Arginine demethylase JMJD6 plays a role in the cellular stress granule response. a, IFA of endogenous JMJD6 localization in HeLa cells after arsenite stress. The cells were treated with arsenite 30 min to induce SGs, and cells were counterstained against the SG marker Tia1 (red) and DAPI for nuclei (blue). b, SGs formed by thapsigargin-induced (4 h) ER stress or heat shock (60 min) in U2OS cells were visualized by IFA showing endogenous JMJD6 (green) and G3BP1 (red). Yellow squares indicate regions depicted in vignettes. c, pulldown of endogenous G3BP1 in unstressed (UT) and arsenite-treated (AS) HeLa cells. JMJD6 was detected by Western blot analysis. IgG was antibody control for pulldown assay. The quantification of JMJD6 intensity is shown relative to untreated condition and normalized versus G3BP1 levels in the pulldown. The results are representative of three independent experiments that were conducted, with 100 cells counted in each. *, p < 0.05 versus untreated control. Original magnification was 63×. IB, immunoblot; IP, immunoprecipitation.
Figure 2.
Figure 2.
Overexpression of JMJD6 promotes SG formation. U2OS cells were transfected with GFP (C), GFP-JMJD6 (J6), or GFP-catalytic domain mutant JMJD6 (J6M) for 24 h. before analysis. a and b, antibodies specific for GFP (a), asymmetric (ADMA) methyl modification (b, left panel), and symmetric methyl modification (SDMA) (b, right panel) were used in Western blot analysis. Arrows in a indicate GFP or GFP-tagged transgene. c, SG formed in GFP, GFP-JMJD6, and GFP-JMJD6 transfected U2OS cells after treatment with arsenite (60 min). Cells were counterstained with SG markers G3BP1 in gray and eIF3B in red. Yellow arrows point to transfected cells. d, quantification of average SGs/cell in HeLa and U2OS cells expressing either GFP (white bar), GFP-JMJD6 (gray bars), or GFP-JMJD6M (black bars). *, p < 0.05 versus untreated (UT) control. #, p < 0.05; ##, p < 0.01 versus GFP-JMJD6 transfected arsenite (Ars) cells. The results shown in all panels were performed three times, and those in b were performed five times. For IFA, 100 cells were counted in each experimental replicate. Original magnification was 63×.
Figure 3.
Figure 3.
Enzymatic activity of JMJD6 affects SG assembly. U2OS cells were transduced with Lentivirus expressing shRNA against the 3′-UTR region of JMJD6 (shJMJD6), to silence JMJD6, or control shScramble (shSC). a, 36 h later knockdown efficiency of JMJD6 was validated by Western analysis. b, JMJD6 depleted cells were examined by IFA to examine SGs in arsenite stress (AS).
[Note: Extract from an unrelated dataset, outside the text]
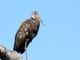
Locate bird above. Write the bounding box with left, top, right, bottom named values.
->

G3BP1 (green) and Tia1 (red) were used to mark SGs. c, quantification of average SGs/cell is shown. *, p < 0.05 versus untreated control (UT). d and e, HeLa cells were treated with the JMJD family inhibitor NOG at 5 mm for 24 h prior to further analysis. Antibodies specific for asymmetric (ADMA) methyl modifications (d, left panel) and symmetric methyl modifications (SDMA) (d, right panel) were used in Western blot analysis to examine methylation levels in inhibitor-treated HeLa cells. SGs were induced by arsenite treatment (e). Cells are labeled for G3BP1 (green) and Tia1 (red) for SGs and DAPI (blue) for nuclei. Yellow squares indicate regions depicted in vignettes. f, the quantification of average SGs/cell in U2OS and HeLa cells under untreated and arsenite stress conditions are shown in the bar graph. White bars indicate DMSO treated control cells, and gray bars indicate NOG-treated cells. *, p < 0.05 versus untreated control. At least three independent experiments were conducted for all panels, in which 100 cells were counted in each for IFA. Original magnification was 63×.
Figure 4.
Figure 4.
Knockdown of JMJD6 expression represses G3BP1-dependent SG formation. U2OS cells with CRISPR/Cas9 KO of G3BP1 were rescued with transfection of plasmids for GFP-G3BP1 or GFP control 18 h before analysis. G3BP1-KO cells rescued by GFP-G3BP1 expression were treated for JMJD6 KD (shJMJD6) or off-target knockdown (shScramble). a, immunoblot analysis of JMJD6-silenced G3BP1 KO cells transfected with GFP or with GFP-G3BP1 constructs. b, quantification of percentage of cells with SGs under untreated (UT) or arsenite stress conditions (Ars) is shown in the bar graph. No SGs were observed in control cells transfected with GFP expression plasmid in either condition. At least three independent experiments were conducted for each panel, 100 cells counted for IFA in each. ***, p < 0.001 versus untreated control; ###, p < 0.001 versus arsenite-treated cells. c, IFA for SGs induced by GFP-G3BP1 by labeling G3BP1 in red and HuR in gray, and nuclei are labeled with DAPI. Yellow squares indicate regions depicted in vignettes.
Figure 5.
Figure 5.
Mass spectrometry analysis of G3BP1 demethylation linked to JMJD6 expression. a, summary of mass spectrometry analysis from endogenous G3BP1 immunoprecipitated from U2OS cells expressing either GFP, GFP-JMJD6, or GFP-JMJD6M. Bar graphs indicate the fold change of methylation signal at the indicated arginine residues with monomethylation (M) or dimethylation (D) under the indicated conditions. The fold change for a given condition is normalized to unmodified G3BP1 peptides. c, mass spectrometry analysis of G3BP1 in cells treated as in a together with JMJD6 KD after transduction with shJMJD6 (shJ6) or shScramble (shSC) (control) lentiviruses. *, p < 0.05; **, p < 0.01; ***, p < 0.001 versus GFP-untreated or shSC expressed cells. b and d, differential fragment ion (MS-MS) spectra isolated from excised G3BP1 bands from peptides containing Arg-447-M and Arg-460-D or Arg-447-D and Arg-460-D. Mass spectrographic analysis was performed three separate times with both biological and technical replicates.
Figure 6.
Figure 6.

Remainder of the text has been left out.